La penetración Zensunni dilató su consciencia. Podía sentir que ya no había ninguna visión en ella… no desde la muerte de Chani.
—Practicáis un extraño amor —dijo.
—¿Amor? Duncan, ¡le hubiera bastado dar un paso fuera de la senda! ¿Qué importaba que el resto del universo se derrumbara tras él? Él hubiera estado a salvo… ¡y Chani con él!
—Entonces… ¿por qué no lo hizo?
—Por el amor del cielo —susurró ella. Luego, más fuerte, añadió—: Toda la vida de Paul fue una lucha por escapar al Jihad y a su deificación. Al final consiguió librarse de ello. ¡Eso fue lo que eligió!
—Ah, sí… el oráculo. —Idaho agitó maravillado su cabeza—. Incluso la muerte de Chani. Su luna cayendo.
—Era un estúpido, ¿no, Duncan?
La garganta de Idaho se contrajo con un súbito dolor.
—¡Qué estúpido! —gimió Alia, sintiendo que su control se desmoronaba—. ¡Vivirá para siempre, mientras que nosotros moriremos!
—Alia, no debéis…
—Es tan sólo dolor —dijo ella, con voz muy baja—. Sólo el dolor. ¿Sabes lo que voy a hacer por él? Voy a perdonarle la vida a la Princesa Irulan. ¡A ella! Deberías oír su dolor. Lloriquea, da su humedad al muerto; jura que ella lo amaba y que él no lo supo nunca. Reniega de su Hermandad, dice que va a consagrar su vida a educar a los hijos de Paul.
—¿La creéis?
—¡Apesta a sinceridad!
—Ahhh —murmuró Idaho. El esquema final se desplegaba ante su consciencia como un dibujo sobre una tela. La deserción de la Princesa Irulan era el último paso. La Bene Gesserit ya no tenía ninguna palanca que poder usar contra los herederos Atreides.
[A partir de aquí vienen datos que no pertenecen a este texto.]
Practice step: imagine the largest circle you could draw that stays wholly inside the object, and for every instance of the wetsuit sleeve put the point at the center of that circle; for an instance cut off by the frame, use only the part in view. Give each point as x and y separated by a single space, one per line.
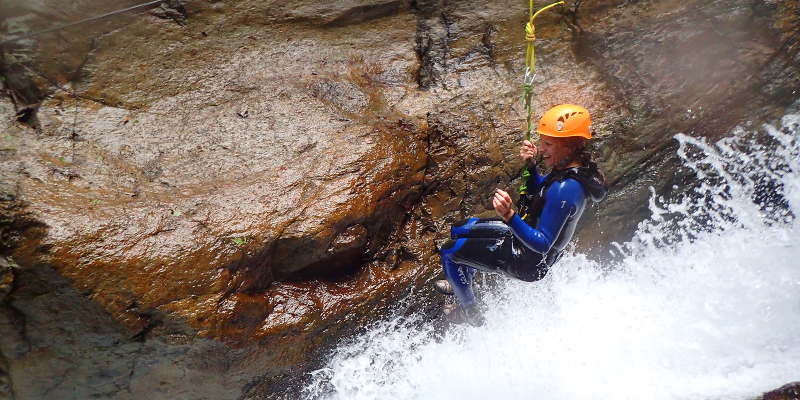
562 199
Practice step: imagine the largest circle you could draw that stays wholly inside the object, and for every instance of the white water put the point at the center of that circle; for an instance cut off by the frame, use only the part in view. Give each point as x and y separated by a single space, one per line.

Alia sollozó, apoyándose en él, su rostro apretado contra el pecho del hombre.
—¡Oh, Duncan, Duncan! ¡Se ha ido! Idaho besó sus cabellos.
—Por favor —susurró. Sintió que su propio dolor se mezclaba con el de ella como dos cursos de agua penetrando en el mismo estanque.
—Te necesito, Duncan —sollozó ella—. ¡Ámame!
—Te amo —murmuró él.
Ella levantó la cabeza, observó el perfil de su rostro, pálido a la fría luz de las dos lunas.
—Lo sé, Duncan. El amor reconoce al amor.
Aquellas palabras produjeron un profundo estremecimiento en él, un sentimiento de constricción en su propio yo. Había acudido allí en busca de una cosa y había encontrado otra. Era como penetrar en una estancia llena de gente familiar y descubrir cuando ya era demasiado tarde que no conocía a ninguno de los presentes.
Ella se apartó de él, tomó su mano.
—¿Vendrás conmigo, Duncan? —preguntó.
—Vayas donde vayas —dijo él.
Ella lo condujo, a través del qanat, hacia la oscuridad que rodeaba el macizo y su Lugar de Seguridad.